Visceral Business have also published the 2013 Social Charity Study. It looks at the top 100 connected charities and how they are adapting to a digital world. What is immediately evident is that the charities seem to be adapting much faster and more effectively than UK Housing. The charities have many more twitter followers, many more Facebook likes and are far more LinkedIn than their housing compatriots.
Well let’s take a look at the top 5 in this list:
1 Save the Children
2 Comic Relief
5 The British Museum
Who are these charities engaging with? Certainly not their ‘customers’……you don’t get many abandoned dogs using twitter or victims of earthquakes looking up the Oxfam page on Facebook so they can ‘like’ it. It’s not the users of the services these charities provide that they are interacting with, it’s their supporters; the people who share the charity’s vision; who want to see some aspect of the world change for the better……..their fans. (OK so maybe that’s not true for the British Museum. Perhaps that’s more about wanting to find out what you could take your kids to at half term. But look down the whole list of 100 and you’ll see what I mean).

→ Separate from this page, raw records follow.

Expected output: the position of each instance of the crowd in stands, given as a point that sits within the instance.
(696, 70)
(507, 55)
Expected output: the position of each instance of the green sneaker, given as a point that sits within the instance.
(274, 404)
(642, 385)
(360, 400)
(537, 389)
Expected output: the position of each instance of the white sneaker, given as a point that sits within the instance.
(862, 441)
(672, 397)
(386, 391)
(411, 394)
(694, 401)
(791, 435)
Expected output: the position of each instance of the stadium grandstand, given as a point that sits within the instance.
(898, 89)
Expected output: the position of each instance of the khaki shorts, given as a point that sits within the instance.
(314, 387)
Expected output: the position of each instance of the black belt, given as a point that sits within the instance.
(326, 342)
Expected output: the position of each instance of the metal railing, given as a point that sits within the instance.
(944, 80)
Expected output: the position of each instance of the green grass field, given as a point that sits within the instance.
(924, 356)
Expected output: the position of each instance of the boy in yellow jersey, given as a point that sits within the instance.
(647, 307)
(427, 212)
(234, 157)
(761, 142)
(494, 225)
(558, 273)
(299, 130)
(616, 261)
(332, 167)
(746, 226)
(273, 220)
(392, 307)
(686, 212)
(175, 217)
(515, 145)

People engage with charities around the why; the why the charity exists, their purpose. Charities are great at talking about their purpose and the way they make a difference. They build a following from people who share their values; who value their purpose.
Ironically many housing organisations are charities, Charitable Housing Associations, but they are rather less successful at explaining to the great British public what they are for….why they exist.

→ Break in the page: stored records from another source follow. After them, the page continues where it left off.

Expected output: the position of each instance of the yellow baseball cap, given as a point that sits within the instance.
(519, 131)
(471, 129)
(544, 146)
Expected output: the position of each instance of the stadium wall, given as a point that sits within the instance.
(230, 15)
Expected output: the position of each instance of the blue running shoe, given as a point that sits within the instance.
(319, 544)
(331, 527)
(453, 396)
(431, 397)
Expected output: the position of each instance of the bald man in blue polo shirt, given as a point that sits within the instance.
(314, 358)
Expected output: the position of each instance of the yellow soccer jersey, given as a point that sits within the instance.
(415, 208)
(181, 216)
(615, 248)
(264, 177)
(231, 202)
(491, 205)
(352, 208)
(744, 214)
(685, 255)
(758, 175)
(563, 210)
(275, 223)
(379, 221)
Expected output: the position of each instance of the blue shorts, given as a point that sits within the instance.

Sure they build houses but most of those houses would have been built by the developer anyway. And housing associations have been pretty ineffectual at convincing people that we need to build many, many more houses – that there is in fact a national housing crisis and that people need to accept the building of new homes on their door step. NIMBYism is alive and kicking and has a new champion in the form of Tory Minister Nadhim Zahawi.
When housing does talk about more than bricks and mortar it is either to set out its rather pedestrian service offer to customers (how to report a repair online; or how to check a rent account before having to join the queue at a contact centre to actually make a payment) or it’s to tweet rather patronising warnings about forthcoming cold weather or payday loans.

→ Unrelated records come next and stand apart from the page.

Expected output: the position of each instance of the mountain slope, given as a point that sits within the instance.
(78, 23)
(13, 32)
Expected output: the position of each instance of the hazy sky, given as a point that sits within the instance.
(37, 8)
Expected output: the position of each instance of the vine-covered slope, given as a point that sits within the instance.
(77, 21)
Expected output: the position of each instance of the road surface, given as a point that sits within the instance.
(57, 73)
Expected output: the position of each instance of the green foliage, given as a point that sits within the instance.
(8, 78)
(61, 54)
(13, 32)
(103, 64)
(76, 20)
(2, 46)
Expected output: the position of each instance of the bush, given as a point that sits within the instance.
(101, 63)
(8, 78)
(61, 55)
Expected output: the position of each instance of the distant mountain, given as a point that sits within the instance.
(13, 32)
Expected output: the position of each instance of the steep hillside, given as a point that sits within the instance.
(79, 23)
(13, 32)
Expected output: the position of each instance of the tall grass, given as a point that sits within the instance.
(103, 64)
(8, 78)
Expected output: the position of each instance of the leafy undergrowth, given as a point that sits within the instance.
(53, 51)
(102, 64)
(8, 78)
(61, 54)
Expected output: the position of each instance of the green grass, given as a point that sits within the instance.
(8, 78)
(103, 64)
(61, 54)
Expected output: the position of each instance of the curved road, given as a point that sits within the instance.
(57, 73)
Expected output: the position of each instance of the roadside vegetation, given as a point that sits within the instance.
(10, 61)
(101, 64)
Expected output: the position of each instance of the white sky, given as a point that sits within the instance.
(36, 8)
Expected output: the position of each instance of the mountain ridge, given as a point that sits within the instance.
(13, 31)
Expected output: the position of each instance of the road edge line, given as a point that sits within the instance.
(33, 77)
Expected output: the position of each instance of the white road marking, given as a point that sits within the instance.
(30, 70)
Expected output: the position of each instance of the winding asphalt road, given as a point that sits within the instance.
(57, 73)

There is almost no attempt by most housing organisations to make the wider public care about what they do; to help people make the connections and see the wider societal good that comes from providing a new affordable home to a family escaping domestic violence with young children who have nowhere to do their homework; or supporting someone on the fringes of society to grow in confidence and become an active contributor to their community rather than reliant on scarce and expensive public services.
Next time you are at a party or down the pub and someone you don’t know asks you what you do. Try answering “I work for a housing association” and see how quickly they start scanning the room for someone more interesting to talk to.
The real takeway from the Connected Housing Index is not who came top or who went down five places. The real takeaway is the tragedy that it lays bare just how bad the whole sector is at articulating why we are important, why what we do matters – not just to ourselves or even our customers – but to society as a whole.